12 October 2012

@ANSA e.V. Conference Frankfurt am Main 10/2012

talking on shaping higher education Germany/Africa
What, so the question leading heated discussion @the annual ANSA e.V. conference Frankfurt, can one do with regard to the challenges faced in economic, ecological and (higher) education structures in African countries?*

Such were the questions driving the gathering of the young attendees from various African countries as well as from Germany. Invest into Banks - was the interesting approach presented by the African Development Cooperation. Development aid, as one of the attendees highlighted, could had not been the solution - despite being perpetuated by African as much as by the German/ European actors. Eco-friendly technology - amazing! BUT the preoccupation remained: how could one raise the sense of achievement with the various attempts and activities in place or that are planned to be put in place?
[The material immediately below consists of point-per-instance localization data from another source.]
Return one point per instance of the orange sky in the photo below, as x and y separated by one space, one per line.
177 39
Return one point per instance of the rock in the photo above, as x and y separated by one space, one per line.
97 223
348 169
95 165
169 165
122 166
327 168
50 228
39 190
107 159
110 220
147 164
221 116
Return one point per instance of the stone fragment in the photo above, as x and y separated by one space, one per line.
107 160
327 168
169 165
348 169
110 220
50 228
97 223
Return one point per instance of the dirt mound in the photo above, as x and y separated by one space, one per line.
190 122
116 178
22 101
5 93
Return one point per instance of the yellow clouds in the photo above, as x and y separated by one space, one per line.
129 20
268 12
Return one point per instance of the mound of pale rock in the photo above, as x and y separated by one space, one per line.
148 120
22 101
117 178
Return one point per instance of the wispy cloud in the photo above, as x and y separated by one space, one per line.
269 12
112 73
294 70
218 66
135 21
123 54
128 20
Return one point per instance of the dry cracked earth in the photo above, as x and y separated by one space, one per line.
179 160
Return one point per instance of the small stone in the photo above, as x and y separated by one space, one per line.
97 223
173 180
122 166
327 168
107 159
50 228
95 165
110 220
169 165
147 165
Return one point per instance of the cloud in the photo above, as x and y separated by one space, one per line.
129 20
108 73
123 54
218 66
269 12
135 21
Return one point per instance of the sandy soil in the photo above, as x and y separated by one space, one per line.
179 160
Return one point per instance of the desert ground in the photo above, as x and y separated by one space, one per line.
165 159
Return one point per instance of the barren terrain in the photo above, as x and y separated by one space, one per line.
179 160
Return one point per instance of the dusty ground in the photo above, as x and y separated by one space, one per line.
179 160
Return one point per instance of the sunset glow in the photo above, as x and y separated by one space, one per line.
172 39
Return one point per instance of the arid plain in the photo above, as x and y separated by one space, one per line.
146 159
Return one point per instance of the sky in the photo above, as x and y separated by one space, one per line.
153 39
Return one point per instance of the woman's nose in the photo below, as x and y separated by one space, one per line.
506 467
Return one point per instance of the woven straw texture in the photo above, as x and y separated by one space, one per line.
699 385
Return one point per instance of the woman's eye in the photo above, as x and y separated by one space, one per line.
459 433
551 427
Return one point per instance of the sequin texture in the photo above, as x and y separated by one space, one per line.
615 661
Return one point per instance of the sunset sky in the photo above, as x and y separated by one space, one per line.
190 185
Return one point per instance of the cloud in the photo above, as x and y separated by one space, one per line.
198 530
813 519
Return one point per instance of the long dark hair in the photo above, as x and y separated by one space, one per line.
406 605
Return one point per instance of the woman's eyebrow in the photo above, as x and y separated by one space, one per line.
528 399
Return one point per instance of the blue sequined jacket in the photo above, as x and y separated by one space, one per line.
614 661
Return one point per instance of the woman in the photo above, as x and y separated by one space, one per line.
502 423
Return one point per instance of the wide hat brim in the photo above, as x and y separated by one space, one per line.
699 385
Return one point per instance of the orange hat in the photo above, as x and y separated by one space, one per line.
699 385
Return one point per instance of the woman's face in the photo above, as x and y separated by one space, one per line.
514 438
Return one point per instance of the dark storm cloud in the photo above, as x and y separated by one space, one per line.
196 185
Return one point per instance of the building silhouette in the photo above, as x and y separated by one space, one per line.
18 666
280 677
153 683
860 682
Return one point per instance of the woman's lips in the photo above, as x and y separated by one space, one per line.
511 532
Engage in discussions, was the call of Christel Gbaguidi, ask those people that you want to work with, what their challenges are. Now listen to the solutions they come up with. It is with their solutions that you can use to start figuring what would be interesting and viable for you to contribute.*

I suppose it is the listening to solutions, which, in so many occasions, we are skipping over hastily.
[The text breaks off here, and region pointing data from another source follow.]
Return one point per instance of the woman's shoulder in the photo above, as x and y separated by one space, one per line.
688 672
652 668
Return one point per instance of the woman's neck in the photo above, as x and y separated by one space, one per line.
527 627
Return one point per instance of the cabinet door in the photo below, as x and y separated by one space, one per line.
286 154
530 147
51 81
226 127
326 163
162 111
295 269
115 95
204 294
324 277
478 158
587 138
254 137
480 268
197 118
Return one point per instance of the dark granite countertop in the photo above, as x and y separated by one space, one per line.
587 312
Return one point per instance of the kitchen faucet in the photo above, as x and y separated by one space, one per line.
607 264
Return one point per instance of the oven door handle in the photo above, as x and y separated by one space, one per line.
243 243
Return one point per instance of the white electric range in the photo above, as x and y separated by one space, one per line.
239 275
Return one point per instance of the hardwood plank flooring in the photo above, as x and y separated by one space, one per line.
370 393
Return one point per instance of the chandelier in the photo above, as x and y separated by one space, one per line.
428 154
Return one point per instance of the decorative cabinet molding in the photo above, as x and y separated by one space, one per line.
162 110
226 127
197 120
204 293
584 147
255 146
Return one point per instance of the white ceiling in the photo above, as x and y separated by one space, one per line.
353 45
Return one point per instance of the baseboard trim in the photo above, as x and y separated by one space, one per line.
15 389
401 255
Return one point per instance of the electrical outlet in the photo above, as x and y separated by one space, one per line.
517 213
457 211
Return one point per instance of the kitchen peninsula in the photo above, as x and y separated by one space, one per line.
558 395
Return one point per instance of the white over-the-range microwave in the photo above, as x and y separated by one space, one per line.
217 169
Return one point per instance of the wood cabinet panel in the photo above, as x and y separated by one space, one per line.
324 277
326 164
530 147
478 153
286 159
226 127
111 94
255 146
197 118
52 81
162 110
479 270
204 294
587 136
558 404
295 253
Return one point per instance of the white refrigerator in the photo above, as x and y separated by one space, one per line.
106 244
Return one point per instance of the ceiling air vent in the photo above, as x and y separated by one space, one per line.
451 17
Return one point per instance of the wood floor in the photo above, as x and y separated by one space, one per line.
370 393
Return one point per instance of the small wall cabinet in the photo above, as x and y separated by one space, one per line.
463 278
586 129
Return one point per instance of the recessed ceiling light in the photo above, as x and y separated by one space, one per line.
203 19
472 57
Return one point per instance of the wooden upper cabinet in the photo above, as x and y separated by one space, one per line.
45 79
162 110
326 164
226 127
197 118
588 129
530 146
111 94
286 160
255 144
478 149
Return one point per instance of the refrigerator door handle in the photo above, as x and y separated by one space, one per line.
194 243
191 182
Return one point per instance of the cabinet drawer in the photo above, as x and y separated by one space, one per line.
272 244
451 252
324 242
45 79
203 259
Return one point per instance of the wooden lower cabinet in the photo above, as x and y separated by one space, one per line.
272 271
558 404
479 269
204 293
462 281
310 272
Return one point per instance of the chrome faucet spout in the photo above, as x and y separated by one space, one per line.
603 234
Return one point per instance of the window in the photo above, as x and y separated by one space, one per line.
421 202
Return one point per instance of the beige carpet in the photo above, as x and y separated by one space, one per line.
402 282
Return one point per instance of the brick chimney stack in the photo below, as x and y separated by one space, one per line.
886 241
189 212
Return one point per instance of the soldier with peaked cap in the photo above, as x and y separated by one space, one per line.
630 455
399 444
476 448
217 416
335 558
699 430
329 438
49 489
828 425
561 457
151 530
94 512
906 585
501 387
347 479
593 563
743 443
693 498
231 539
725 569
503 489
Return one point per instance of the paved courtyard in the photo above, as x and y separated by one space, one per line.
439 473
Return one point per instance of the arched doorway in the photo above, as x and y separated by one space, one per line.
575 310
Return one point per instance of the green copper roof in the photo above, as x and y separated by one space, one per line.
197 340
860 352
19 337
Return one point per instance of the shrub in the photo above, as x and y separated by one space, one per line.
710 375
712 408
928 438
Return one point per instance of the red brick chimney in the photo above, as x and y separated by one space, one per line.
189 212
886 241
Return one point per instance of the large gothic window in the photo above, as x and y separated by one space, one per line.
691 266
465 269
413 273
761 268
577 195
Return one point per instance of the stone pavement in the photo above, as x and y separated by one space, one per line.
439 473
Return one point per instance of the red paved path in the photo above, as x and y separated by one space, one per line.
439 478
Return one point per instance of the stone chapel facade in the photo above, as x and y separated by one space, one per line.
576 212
*indirect quotes - wording may divert from original contribution

29 August 2012

on businessmen and students as informal ambassadors

Westerwelle at yesterdays Ambassadors Conference at the German ministry of foreign affairs: with regard to the German national and international economic interests it is important to look at visa policies. It is important to facilitate the necessary mobility of people - with special reference to the relevance of facilitating international students the access to higher education systems!

18 June 2012

on a P E R S O N A L note


Engaging in destructive discussions on whether or not a certain institution should exist, whether or not a particular cooperation should take place and whether certain policy initiatives should be pursued or rather not is a tedious undertaking. After all, institutions will not seize to exist, cooperation will not be resigned and policy initiatives will not be abandoned in response to the theoretical considerations of the ivory tower. They exist as long as they serve the odd overt and covert purposes of those parties and actors involved.
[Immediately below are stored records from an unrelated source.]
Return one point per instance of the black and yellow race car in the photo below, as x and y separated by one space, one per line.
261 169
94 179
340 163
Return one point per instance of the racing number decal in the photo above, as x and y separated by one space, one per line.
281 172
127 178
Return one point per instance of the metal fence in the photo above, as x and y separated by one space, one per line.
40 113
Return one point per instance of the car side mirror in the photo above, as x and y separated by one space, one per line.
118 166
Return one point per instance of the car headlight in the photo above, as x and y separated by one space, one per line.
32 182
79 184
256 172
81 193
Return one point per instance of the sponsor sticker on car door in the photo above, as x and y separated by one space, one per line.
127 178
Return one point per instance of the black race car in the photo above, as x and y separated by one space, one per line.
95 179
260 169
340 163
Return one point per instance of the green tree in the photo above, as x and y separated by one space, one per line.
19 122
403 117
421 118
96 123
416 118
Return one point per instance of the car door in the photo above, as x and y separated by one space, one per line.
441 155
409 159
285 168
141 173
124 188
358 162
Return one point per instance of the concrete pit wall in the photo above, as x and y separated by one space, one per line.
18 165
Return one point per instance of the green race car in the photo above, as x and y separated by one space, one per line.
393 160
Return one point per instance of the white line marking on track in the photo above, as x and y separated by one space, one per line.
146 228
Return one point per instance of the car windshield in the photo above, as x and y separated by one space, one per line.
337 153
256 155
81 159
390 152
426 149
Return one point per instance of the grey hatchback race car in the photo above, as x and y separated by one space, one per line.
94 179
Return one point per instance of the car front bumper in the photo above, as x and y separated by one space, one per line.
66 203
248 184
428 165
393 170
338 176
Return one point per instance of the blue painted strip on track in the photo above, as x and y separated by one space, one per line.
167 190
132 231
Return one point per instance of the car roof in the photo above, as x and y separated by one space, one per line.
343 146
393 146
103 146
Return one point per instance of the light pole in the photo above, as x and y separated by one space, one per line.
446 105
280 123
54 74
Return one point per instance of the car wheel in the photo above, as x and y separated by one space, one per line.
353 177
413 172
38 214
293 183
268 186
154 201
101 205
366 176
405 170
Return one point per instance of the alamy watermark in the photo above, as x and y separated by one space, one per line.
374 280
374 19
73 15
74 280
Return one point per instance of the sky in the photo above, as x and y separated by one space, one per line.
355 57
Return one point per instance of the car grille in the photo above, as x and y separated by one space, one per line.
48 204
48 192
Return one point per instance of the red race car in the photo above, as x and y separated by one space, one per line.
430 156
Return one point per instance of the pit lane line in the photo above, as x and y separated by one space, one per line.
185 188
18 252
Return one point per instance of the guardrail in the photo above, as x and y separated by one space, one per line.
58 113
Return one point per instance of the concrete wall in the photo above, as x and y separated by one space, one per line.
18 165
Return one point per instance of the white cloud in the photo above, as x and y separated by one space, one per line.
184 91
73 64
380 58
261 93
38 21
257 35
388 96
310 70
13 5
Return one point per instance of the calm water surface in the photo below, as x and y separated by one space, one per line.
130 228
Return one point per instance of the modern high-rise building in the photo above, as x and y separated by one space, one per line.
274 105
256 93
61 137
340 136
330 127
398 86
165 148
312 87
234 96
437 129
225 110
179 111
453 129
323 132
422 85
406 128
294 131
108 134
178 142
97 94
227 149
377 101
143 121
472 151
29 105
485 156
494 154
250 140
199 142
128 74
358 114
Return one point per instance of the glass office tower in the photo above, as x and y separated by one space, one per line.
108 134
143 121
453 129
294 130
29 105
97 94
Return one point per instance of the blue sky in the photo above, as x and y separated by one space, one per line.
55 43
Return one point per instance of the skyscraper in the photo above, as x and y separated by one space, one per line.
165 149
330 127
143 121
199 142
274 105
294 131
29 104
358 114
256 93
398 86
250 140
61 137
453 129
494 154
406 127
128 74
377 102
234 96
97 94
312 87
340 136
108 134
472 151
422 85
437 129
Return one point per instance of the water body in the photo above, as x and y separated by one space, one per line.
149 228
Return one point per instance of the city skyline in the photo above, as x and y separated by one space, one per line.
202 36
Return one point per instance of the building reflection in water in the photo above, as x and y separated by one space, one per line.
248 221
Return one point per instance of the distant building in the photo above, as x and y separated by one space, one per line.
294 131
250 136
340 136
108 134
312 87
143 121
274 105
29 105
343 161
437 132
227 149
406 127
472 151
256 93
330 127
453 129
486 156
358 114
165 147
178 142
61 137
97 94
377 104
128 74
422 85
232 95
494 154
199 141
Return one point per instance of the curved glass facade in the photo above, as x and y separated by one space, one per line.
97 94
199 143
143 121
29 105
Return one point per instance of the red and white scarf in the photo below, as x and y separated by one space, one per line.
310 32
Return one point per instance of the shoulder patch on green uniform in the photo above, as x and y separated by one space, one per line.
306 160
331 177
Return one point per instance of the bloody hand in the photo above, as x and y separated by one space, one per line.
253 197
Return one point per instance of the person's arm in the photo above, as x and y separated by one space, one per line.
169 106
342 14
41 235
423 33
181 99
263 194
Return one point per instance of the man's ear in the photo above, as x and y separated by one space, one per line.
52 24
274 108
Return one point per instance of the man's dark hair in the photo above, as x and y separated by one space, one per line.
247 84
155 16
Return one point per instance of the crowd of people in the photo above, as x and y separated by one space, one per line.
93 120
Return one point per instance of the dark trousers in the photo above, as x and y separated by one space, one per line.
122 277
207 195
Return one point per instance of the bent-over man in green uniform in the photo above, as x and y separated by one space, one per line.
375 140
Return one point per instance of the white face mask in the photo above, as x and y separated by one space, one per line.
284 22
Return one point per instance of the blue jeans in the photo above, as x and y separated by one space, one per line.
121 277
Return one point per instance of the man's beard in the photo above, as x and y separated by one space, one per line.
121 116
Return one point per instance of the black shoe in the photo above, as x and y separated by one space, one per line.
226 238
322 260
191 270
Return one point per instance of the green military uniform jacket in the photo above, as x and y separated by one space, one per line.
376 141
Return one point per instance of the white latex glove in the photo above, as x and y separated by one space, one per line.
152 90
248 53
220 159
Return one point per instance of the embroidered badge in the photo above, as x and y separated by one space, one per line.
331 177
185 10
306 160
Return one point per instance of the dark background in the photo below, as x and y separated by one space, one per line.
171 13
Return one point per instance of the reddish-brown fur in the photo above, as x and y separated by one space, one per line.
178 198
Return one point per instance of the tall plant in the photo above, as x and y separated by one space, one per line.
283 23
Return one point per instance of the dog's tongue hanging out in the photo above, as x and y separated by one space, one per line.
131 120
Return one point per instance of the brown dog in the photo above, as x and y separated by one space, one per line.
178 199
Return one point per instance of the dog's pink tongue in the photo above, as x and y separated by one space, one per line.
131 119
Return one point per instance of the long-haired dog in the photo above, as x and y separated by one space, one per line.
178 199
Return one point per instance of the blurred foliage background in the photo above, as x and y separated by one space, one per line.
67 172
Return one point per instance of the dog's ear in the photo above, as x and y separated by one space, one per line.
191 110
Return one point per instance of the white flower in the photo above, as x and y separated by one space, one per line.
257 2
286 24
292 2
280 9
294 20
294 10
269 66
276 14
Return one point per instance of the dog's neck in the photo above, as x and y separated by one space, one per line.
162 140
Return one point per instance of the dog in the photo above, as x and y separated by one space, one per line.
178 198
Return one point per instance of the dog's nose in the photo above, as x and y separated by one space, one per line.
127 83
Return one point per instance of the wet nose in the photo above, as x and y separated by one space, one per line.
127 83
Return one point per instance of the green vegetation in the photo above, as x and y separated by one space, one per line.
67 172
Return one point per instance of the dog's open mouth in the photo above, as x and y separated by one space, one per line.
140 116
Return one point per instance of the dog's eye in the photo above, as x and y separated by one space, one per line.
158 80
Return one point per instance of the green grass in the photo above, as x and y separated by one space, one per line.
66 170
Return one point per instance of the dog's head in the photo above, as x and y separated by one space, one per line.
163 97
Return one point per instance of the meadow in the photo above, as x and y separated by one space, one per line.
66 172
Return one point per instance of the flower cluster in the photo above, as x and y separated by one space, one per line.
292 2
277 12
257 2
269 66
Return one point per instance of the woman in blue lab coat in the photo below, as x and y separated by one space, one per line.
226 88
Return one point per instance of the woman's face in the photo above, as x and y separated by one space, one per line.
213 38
This research intends to take a constructive approach. It attempts to investigate the prevailing overt and covert interests that feed in and sustain the cooperation between the EU and the ECOWAS in the area of migration policies. Challenges and problems are used as helpful guides towards more fruitful areas for policy initiatives, not as a hint to forestall the cooperation. This constructive approach on what could be possible and how it could be possible is based on the unique insight granted by the organizational staff of the EU and the ECOWAS and exemplarily the German and the Ghanaian governments as respective member states.